Abstract
Advances in DNA-sequencing technology provide unprecedented insight into the entire collection of four genomes' transcribed sequences; they herald a new era in the study of gene regulation and genome function.
Genomes are the blueprints of life: they contain all the information necessary to build and operate their hosts. But we still have much to learn about the language of DNA to interpret the billions of the Gs, As, Ts and Cs, the DNA bases that spell out life. The information-containing portions of genomes are transcribed into two RNA classes: messenger RNAs, which are translated into proteins; and non-coding RNAs, which have regulatory, structural or mechanical roles. So studying the transcribed portion of the genome — the transcriptome — significantly aids gene identification, as well as providing insight into the inner workings of the genome and the biology of an organism. Five papers1–5, including one on page XXX of this issue by Wilhelm et al.1, describe how advances in DNA-sequencing technology can be harnessed to explore transcriptomes in remarkable detail.

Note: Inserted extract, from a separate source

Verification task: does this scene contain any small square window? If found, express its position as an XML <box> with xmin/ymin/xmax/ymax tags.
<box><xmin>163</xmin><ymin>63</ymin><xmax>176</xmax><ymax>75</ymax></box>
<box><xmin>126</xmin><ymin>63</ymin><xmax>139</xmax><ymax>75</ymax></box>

The concept of sequencing large numbers of randomly selected mRNAs is not new. It forms the basis of the controversial, yet revolutionary EST method6, which was originally used to identify genes in the reference copy of the human genome. In this technique, genes are quickly identified through sequencing small fragments of large numbers of mRNAs. Although EST sequencing remains useful, it is relatively slow, requires considerable resources and generally cannot identify mRNAs that are expressed at low levels.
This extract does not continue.